The bragging about foggy AI
How do we get around the cognitive dissonance with AI? We know it is awesome and can solve all of humanity's problems. But we also know it doesn't work and it is far from being production ready.
Here is an example. I came across two articles this week which I hope will demonstrate my point.
The first was an article 'This Startup Is Trying to Test How Well AI Models Actually Work'. The second was a blog post 'The Art of Product Management in the Fog of AI' by Tomasz Tunguz.
The first article talks about a startup, vals.ai which 'is working to build a third-party review system for vetting the performance of AI in areas like accounting, law and finance.'
(As an aside, I note that this company was started by two guys who dropped out of a masters program at Stanford university.
I always wonder why the story has to include this piece of information. Is it the fact they dropped out of school? Do you have to drop out of Stanford as the prerequisite to start a company? I am sure there is enough material for a separate post.)
Back to the topic.
These two gentlemen identified a need for a transparent benchmark to evaluate Large Language Models (LLMs) against standard criteria within a particular context. To begin, they chose three areas - Legal, Tax and Finance. To test, they chose 15 models, from famous and proprietary, to open source or less known. Then they started sending the questions and ranking the answers.

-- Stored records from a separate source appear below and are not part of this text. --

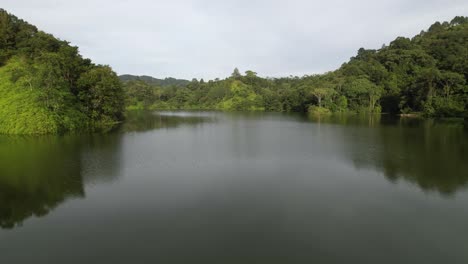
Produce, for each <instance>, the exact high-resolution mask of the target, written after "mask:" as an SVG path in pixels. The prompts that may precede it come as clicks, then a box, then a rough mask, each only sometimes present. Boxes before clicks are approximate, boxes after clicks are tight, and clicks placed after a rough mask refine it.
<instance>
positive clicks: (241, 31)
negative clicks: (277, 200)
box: [0, 0, 468, 80]
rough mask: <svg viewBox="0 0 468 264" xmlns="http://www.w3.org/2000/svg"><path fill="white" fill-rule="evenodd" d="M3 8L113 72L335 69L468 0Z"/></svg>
mask: <svg viewBox="0 0 468 264" xmlns="http://www.w3.org/2000/svg"><path fill="white" fill-rule="evenodd" d="M0 8H4V9H6V10H7V11H8V12H10V13H12V14H14V15H16V16H18V17H20V18H22V19H24V20H26V21H28V22H30V23H31V24H34V25H36V26H37V27H38V28H39V29H40V30H43V31H45V32H48V33H51V34H53V35H54V36H56V37H58V38H60V39H63V40H67V41H69V42H71V44H72V45H75V46H78V47H79V49H80V52H81V54H82V55H83V56H84V57H87V58H90V59H92V60H93V61H94V62H95V63H98V64H106V65H110V66H111V67H112V68H113V69H114V70H115V71H116V72H117V73H118V74H135V75H150V76H154V77H157V78H164V77H175V78H184V79H192V78H198V79H199V78H204V79H205V80H207V79H214V78H218V77H219V78H225V77H227V76H229V75H230V74H231V73H232V71H233V69H234V68H235V67H237V68H239V70H241V71H242V72H244V71H246V70H253V71H255V72H257V73H258V75H259V76H264V77H282V76H290V75H293V76H303V75H310V74H317V73H323V72H327V71H331V70H335V69H337V68H339V67H340V65H341V64H342V63H344V62H346V61H348V60H349V58H350V57H352V56H354V55H355V54H356V52H357V50H358V49H359V48H361V47H365V48H369V49H378V48H380V47H381V46H382V45H383V44H388V43H389V42H390V41H392V40H394V39H395V38H396V37H398V36H405V37H412V36H414V35H416V34H418V33H419V32H420V31H421V30H423V29H427V28H428V27H429V26H430V25H431V24H433V23H434V22H436V21H450V20H451V19H452V18H453V17H455V16H457V15H465V16H466V15H468V1H467V0H411V1H409V0H354V1H349V0H348V1H345V0H326V1H324V0H321V1H317V0H287V1H286V0H283V1H277V0H238V1H236V0H231V1H220V0H191V1H190V0H170V1H169V0H168V1H161V0H126V1H124V0H79V1H78V0H40V1H38V0H0Z"/></svg>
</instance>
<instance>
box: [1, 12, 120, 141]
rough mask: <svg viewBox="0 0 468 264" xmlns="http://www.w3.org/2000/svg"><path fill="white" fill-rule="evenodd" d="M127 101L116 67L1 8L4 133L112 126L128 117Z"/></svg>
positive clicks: (75, 130)
mask: <svg viewBox="0 0 468 264" xmlns="http://www.w3.org/2000/svg"><path fill="white" fill-rule="evenodd" d="M123 101H124V94H123V90H122V85H121V82H120V80H119V78H118V76H117V75H116V74H115V73H114V72H113V71H112V69H111V68H110V67H108V66H101V65H95V64H93V63H92V62H91V61H90V60H89V59H84V58H82V57H81V55H80V54H79V53H78V48H77V47H73V46H71V45H70V44H69V43H68V42H66V41H62V40H59V39H57V38H55V37H54V36H52V35H50V34H47V33H45V32H43V31H40V30H38V29H37V28H36V27H35V26H33V25H31V24H29V23H27V22H25V21H23V20H21V19H19V18H17V17H15V16H13V15H11V14H9V13H7V12H6V11H5V10H3V9H0V133H2V134H36V133H40V134H45V133H60V132H65V131H78V130H92V129H96V128H98V127H107V126H111V125H112V124H115V123H116V122H118V121H119V120H121V119H122V117H123V115H122V113H123V109H124V105H123Z"/></svg>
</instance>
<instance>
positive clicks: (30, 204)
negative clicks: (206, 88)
mask: <svg viewBox="0 0 468 264" xmlns="http://www.w3.org/2000/svg"><path fill="white" fill-rule="evenodd" d="M212 120H213V118H211V117H204V116H170V115H164V114H155V113H152V112H141V111H140V112H133V113H129V114H128V116H127V120H126V122H125V123H123V124H122V125H121V126H120V127H119V128H118V130H117V131H113V132H111V133H107V134H106V133H104V134H84V135H64V136H0V228H2V229H12V228H15V227H17V226H21V225H22V223H23V222H24V221H25V220H27V219H28V218H30V217H33V216H35V217H42V216H45V215H47V214H48V213H50V212H51V211H53V210H54V209H55V208H56V207H57V206H59V205H60V204H62V203H64V202H66V201H67V200H69V199H76V198H85V196H86V188H85V187H86V186H87V185H93V184H97V183H111V182H114V181H116V180H118V177H119V171H120V164H122V160H121V156H122V155H121V140H122V137H123V136H124V134H125V133H128V132H144V131H149V130H155V129H164V128H167V129H169V128H177V127H180V126H182V125H189V126H196V125H200V124H201V123H204V122H209V121H212Z"/></svg>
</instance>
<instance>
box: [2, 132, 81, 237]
mask: <svg viewBox="0 0 468 264" xmlns="http://www.w3.org/2000/svg"><path fill="white" fill-rule="evenodd" d="M79 149H80V144H79V142H77V141H76V140H75V139H74V138H72V137H65V138H60V139H58V138H56V137H41V138H36V137H1V138H0V227H1V228H13V227H15V226H17V225H20V224H21V223H22V222H23V221H24V220H25V219H27V218H29V217H31V216H36V217H40V216H44V215H46V214H48V213H49V212H50V211H51V210H53V209H54V208H55V207H56V206H58V205H59V204H60V203H62V202H64V201H65V200H66V199H68V198H73V197H84V195H85V192H84V187H83V179H82V175H81V173H80V167H81V162H80V152H79Z"/></svg>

Demonstrating their (unfinished) engineering background they included in the stats things like speed of the answer or cost associated with the answer. Completely - at this stage - irrelevant metrics. The only number which matters is the accuracy. For the legal reasoning tasks, the highest number for accuracy was 77%. For legal contract-related questions it was 74%. For tax-relatedquestions it was 55%. And for corporate finance, 65%. And to make it clear again - these were the best results.
From Tomasz Tunguz' blog post, I will quote this: 'How does one design a product experience in the fog of AI? The answer lies in embracing the unpredictable nature of AI'.
Does the above bring a question in your mind? Something like 'Is this AI thing just another hype which will end in disaster?' Sadly, the whole AI industry is trying to achieve just that. And statements like 'AI Intelligence Will Be Smarter Than Some Humans Within a Year' by Mr. Musk are not helping.
The mentioned startup is trying to achieve an impossible task. How can you measure or benchmark something where the number of questions is very large and in order to evaluate the accuracy of the answers, you need a human expert (we call them lawyers) to approve it? And even then, I am sure there will be another human expert (another lawyer) who would argue that the answer is not that accurate. If you try to suggest that this can't happen, obviously you've never been part of any contract dispute negotiation. From my experience, I can also add that equally important to what's in the contract is what it is not in the contract. Try asking AI what's missing ...
True, there will be arguments that the models can improve, will get better, faster, more accurate. And I am sure, you already saw articles showing that AI can pass the bar exam. That is not a drinking game but a test for aspiring lawyers to be able to practice law in their respective jurisdiction. Sounds amazing, until you read that AI got just 76% of answers correct.
And this is the problem. We expect from technology 100% accuracy. For a straight question, a straight answer. For the same question, the same answer. Bragging about 76% accuracy, it's just that - bragging. Trying to use technology in production, where quality and accuracy is paramount; and we are told that we have to embrace 'the unpredictable nature of AI', will only result in questioning everything that comes out.
To make AI a helpful recurrent pattern, we should be more explicit about what it is and what is not. So far it is much less than what we are being told.